En la oración, el Señor no quiere apagar únicamente nuestra sed, sino que esa experiencia nos lleve a compartir la alegría del trato con Él. Es lo que sucedió en el corazón de la samaritana: después del encuentro con Jesús, se apresura a darlo a conocer a la gente de su entorno: «Muchos samaritanos de aquella ciudad creyeron en él por la palabra de la mujer que atestiguaba: «Me ha dicho todo lo que he hecho» (Jn 4,39).

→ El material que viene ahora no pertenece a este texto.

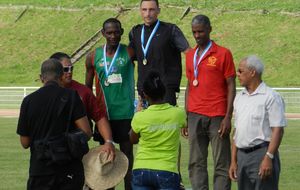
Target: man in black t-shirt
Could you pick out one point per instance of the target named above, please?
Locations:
(158, 46)
(43, 115)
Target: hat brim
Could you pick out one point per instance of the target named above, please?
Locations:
(99, 182)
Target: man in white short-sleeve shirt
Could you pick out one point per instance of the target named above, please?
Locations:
(259, 121)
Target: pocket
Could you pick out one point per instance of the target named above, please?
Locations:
(168, 180)
(257, 116)
(77, 143)
(58, 150)
(137, 177)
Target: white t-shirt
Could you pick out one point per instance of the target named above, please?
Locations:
(255, 114)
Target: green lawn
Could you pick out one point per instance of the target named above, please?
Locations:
(14, 159)
(241, 26)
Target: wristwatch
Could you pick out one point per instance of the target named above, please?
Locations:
(270, 155)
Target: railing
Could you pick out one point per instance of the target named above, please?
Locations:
(11, 97)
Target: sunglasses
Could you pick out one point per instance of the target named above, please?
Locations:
(68, 69)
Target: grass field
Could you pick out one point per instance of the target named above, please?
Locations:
(14, 160)
(245, 27)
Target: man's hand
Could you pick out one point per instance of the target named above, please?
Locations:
(109, 148)
(185, 132)
(233, 171)
(266, 168)
(225, 127)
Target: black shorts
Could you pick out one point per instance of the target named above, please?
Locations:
(120, 131)
(64, 180)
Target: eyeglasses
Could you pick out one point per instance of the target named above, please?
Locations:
(68, 69)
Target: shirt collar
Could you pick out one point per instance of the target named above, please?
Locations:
(212, 49)
(151, 26)
(52, 82)
(159, 106)
(261, 89)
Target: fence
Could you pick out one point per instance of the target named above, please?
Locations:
(11, 97)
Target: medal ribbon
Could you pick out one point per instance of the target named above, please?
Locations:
(108, 71)
(145, 49)
(196, 64)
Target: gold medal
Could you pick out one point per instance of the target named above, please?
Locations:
(195, 82)
(145, 61)
(106, 83)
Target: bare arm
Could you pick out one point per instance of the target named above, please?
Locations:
(83, 124)
(25, 141)
(105, 131)
(185, 131)
(134, 137)
(225, 127)
(233, 165)
(89, 73)
(266, 166)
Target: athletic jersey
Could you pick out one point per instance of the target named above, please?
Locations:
(159, 129)
(118, 86)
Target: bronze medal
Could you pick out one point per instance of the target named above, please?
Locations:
(145, 61)
(106, 83)
(195, 82)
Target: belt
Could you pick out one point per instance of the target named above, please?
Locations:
(251, 149)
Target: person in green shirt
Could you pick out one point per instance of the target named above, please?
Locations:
(112, 68)
(157, 132)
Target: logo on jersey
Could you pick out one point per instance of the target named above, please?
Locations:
(212, 61)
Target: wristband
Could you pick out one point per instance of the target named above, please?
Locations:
(109, 141)
(270, 155)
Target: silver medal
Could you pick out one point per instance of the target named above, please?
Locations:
(106, 83)
(145, 61)
(195, 82)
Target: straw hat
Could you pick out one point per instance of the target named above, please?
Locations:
(101, 172)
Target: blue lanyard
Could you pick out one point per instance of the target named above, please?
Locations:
(108, 71)
(196, 64)
(145, 49)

Señal de la oración auténtica es el deseo de compartir la experiencia de Cristo con los demás, porque «¿qué amor es ese que no siente la necesidad de hablar del ser amado, de mostrarlo, de hacerlo conocer?»[17].
Santa María es Maestra de oración. Ella, que supo guardar las cosas de su Hijo, meditándolas en su corazón (cfr. Lc 2,51), acompaña a los discípulos de Jesús en la oración (cfr. Hch 1,14), mostrándoles el camino para recibir con plenitud el don del Espíritu Santo, que los hará lanzarse a la aventura divina de la evangelización.

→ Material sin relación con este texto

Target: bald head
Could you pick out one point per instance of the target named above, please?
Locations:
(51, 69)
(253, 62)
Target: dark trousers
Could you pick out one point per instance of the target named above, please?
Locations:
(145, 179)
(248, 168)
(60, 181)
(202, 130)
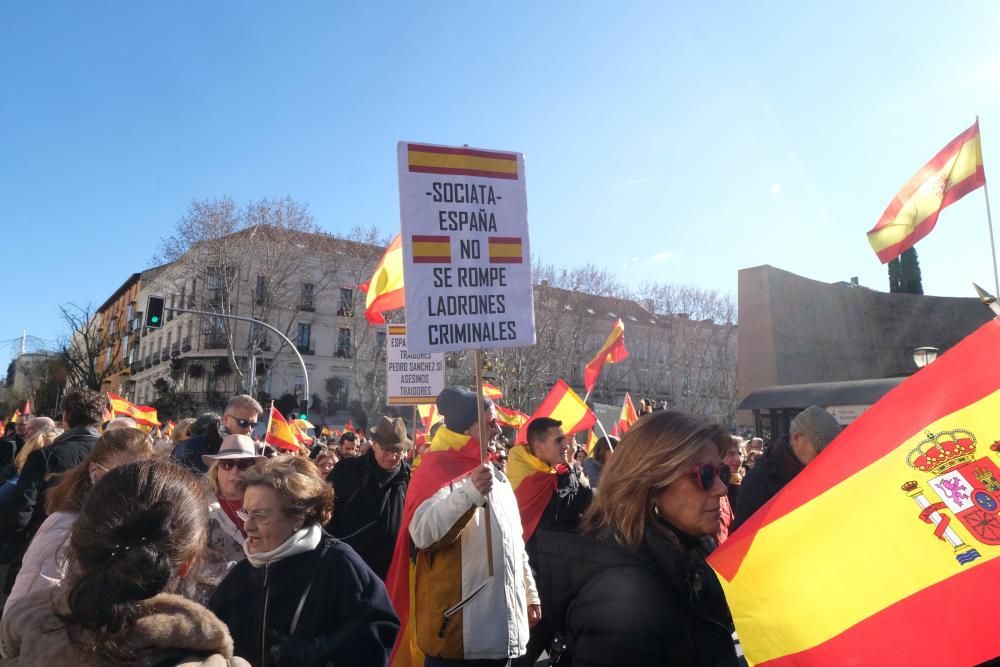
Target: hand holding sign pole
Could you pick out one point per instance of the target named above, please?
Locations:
(464, 226)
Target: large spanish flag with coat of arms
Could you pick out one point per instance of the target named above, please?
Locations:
(885, 550)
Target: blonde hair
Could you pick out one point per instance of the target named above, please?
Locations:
(305, 494)
(36, 442)
(654, 452)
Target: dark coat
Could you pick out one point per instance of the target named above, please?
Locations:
(366, 513)
(769, 475)
(24, 512)
(563, 513)
(659, 604)
(346, 617)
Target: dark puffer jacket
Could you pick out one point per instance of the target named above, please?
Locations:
(368, 508)
(659, 604)
(340, 611)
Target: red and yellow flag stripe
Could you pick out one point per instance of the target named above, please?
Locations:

Juan Francisco Pozo - Rodolfo Valdés
[1] Catecismo de la Iglesia Católica, n. 2567.
[2] San Josemaría, Amigos de Dios, n. 67.
[3] F. Ocáriz, Carta pastoral, 14-II-2017, n. 8.
[4] Francisco, Ex. Ap. Evangelii gaudium (24-XI-2013), n. 264.
[5] Ibidem.
[6] Catecismo de la Iglesia Católica, n. 2560. Cfr. San Agustín, De diversis quaestionibus octoginta tribus, 64, 4: CCL 44 A140 (PL 40, 56).
[7] Cfr. Catecismo de la Iglesia Católica, n. 2710.
[8] Catecismo de la Iglesia Católica, n. 2732.
[9] Cfr. Catecismo de la Iglesia Católica, nn. 2725 y ss.
[10] Cfr. Catecismo de la Iglesia Católica, n. 2729.
[11] San Josemaría, Surco, 460.
[12] San Josemaría, Forja, 743.
[13] Amigos de Dios, n. 222.
[14] Benedicto XVI, Audiencia general, 16 de mayo de 2012.
[15] Forja, n. 73.
[16] San Juan Pablo II, Carta apostólica Novo millennio ineunte, n. 33.
[17] Francisco, Ex. Ap. Evangelii gaudium (24-XI-2013), n. 264.